Question

The central angle and radius of a sector of a circular disc are ${{180}^{\circ }}$ and 21 cm respectively. If the edges of the sector are joined together to make a hollow cone, then find the radius of the cone.

Answer 1

Hint: Closely observing the sector is actually a semicircle and its circumference is equal to the base of cone

Complete step-by-step answer:

In the question, data given is a circular disc with central angle 180 degrees and radius 21 cm.
As we know the central angle of the sector, we will derive the formula of circumference of sector by using the formula,


Circumference of Sector = $\dfrac{\theta }{360}\times 2\pi r$

where $\theta $ is the central angle given and r is the radius of the sector.
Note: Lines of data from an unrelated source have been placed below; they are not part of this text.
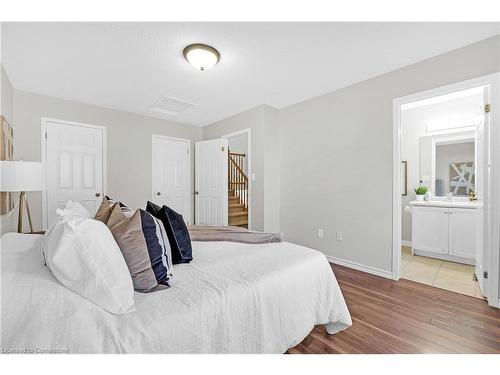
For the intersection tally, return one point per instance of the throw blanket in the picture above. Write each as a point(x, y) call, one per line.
point(231, 234)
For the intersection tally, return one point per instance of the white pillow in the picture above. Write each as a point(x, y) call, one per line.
point(83, 255)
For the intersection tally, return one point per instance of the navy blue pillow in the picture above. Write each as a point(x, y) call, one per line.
point(177, 232)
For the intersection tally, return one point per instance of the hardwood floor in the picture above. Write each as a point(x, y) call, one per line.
point(406, 317)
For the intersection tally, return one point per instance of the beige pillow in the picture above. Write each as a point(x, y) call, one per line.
point(144, 244)
point(104, 211)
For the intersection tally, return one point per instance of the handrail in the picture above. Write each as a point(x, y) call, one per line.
point(237, 179)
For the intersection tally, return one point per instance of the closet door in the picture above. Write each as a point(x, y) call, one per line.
point(74, 166)
point(211, 195)
point(171, 174)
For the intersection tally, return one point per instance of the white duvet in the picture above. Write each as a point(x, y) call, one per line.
point(232, 298)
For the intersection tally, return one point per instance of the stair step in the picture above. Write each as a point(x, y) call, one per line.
point(233, 205)
point(239, 221)
point(236, 208)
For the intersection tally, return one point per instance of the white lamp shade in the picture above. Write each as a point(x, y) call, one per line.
point(21, 176)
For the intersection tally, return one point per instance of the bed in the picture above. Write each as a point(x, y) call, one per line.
point(232, 298)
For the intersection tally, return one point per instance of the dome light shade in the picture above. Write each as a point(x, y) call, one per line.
point(201, 56)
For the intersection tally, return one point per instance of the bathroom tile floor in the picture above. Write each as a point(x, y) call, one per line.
point(442, 274)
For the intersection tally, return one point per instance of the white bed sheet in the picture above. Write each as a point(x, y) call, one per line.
point(232, 298)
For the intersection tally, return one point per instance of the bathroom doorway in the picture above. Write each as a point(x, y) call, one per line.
point(444, 233)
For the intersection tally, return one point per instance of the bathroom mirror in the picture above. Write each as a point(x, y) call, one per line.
point(448, 163)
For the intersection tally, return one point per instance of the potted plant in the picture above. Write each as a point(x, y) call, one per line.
point(420, 192)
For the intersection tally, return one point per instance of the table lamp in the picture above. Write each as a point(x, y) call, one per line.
point(21, 176)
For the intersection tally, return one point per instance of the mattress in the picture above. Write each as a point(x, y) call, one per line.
point(232, 298)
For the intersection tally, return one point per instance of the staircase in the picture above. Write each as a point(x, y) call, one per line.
point(237, 190)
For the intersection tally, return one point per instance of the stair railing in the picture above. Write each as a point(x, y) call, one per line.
point(237, 179)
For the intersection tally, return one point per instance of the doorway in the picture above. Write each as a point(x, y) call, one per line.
point(240, 178)
point(171, 174)
point(74, 158)
point(445, 144)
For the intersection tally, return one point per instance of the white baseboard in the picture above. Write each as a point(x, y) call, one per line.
point(360, 267)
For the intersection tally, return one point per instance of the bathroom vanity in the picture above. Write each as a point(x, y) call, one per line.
point(448, 230)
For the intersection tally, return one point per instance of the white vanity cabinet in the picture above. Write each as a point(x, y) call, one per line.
point(445, 232)
point(462, 232)
point(430, 229)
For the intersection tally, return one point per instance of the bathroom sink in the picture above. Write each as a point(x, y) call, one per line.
point(447, 203)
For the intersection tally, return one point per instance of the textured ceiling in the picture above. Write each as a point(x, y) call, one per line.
point(129, 66)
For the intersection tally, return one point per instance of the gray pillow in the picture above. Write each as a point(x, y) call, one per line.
point(145, 247)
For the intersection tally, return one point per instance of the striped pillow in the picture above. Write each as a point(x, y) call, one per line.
point(145, 247)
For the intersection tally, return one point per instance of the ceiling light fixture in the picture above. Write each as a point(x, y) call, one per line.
point(201, 56)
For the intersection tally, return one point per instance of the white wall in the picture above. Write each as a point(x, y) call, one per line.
point(336, 157)
point(7, 222)
point(263, 122)
point(128, 143)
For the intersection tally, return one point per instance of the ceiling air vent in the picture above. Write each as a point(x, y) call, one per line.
point(170, 106)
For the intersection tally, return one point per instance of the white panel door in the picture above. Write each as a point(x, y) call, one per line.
point(74, 167)
point(462, 233)
point(430, 229)
point(171, 173)
point(211, 182)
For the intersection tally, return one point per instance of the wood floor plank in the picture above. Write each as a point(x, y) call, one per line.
point(406, 317)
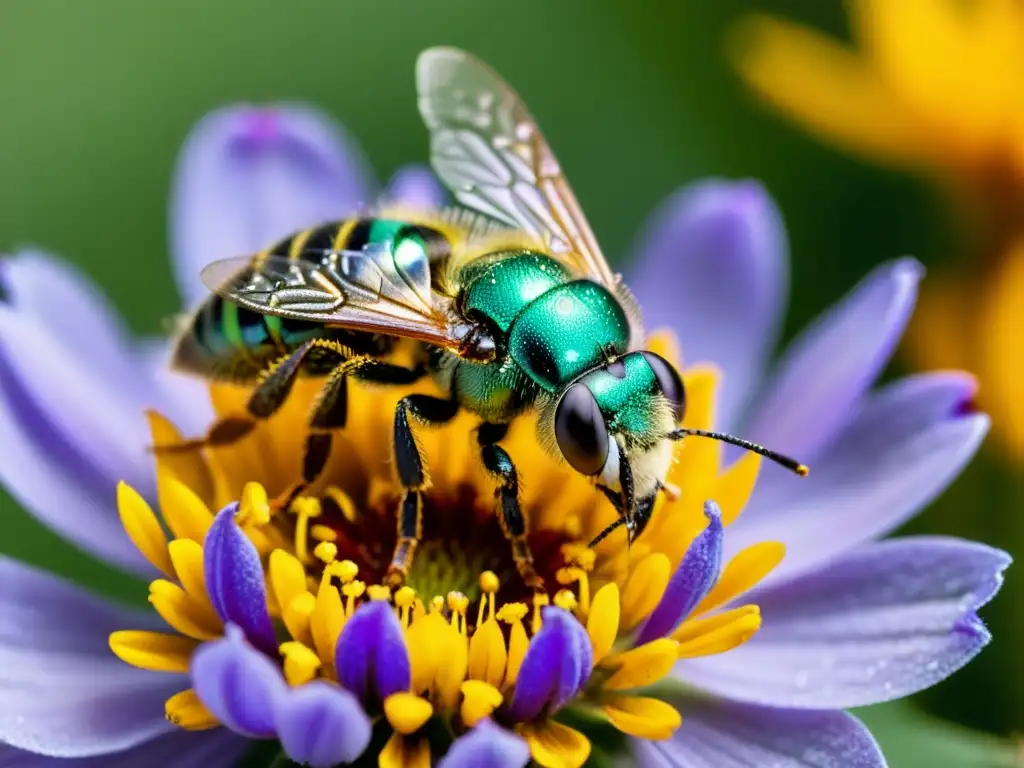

So, the circumference is $\begin{align}

  & =\dfrac{180}{360}\times 2\pi r \\

 & =\dfrac{1}{2}\times 2\pi r \\

 & =\pi r \\

\end{align}$

So, the circumference of the sector is $=\dfrac{22}{7}\times 21cm=66cm$

Now the sector is transformed into a hollow cone which is represented in fig 1 and fig 2 respectively

The cone formed after the transformation let the radius of the circular base of the cone be $r'$ . Then the circumference of the base of the cone will be $2\pi r'$ .The radius of the sector will become slant height l of the cone.

So,

\[\begin{align}

  & 2\pi r'=66 \\

 & \Rightarrow 2\times \dfrac{22}{7}\times r'=66 \\

 & \Rightarrow r'=\dfrac{1}{2}\times \dfrac{7}{22}\times 66 \\

 & \text{ }=10.5cm \\

\end{align}\]

Hence the radius of the hollow cone is 10.5 cm.

Note: In this type of question if any other angle would be given, then we should use perimeter = $\dfrac{\theta }{360}\times 2\pi r$ where $\theta $ is angle of sector.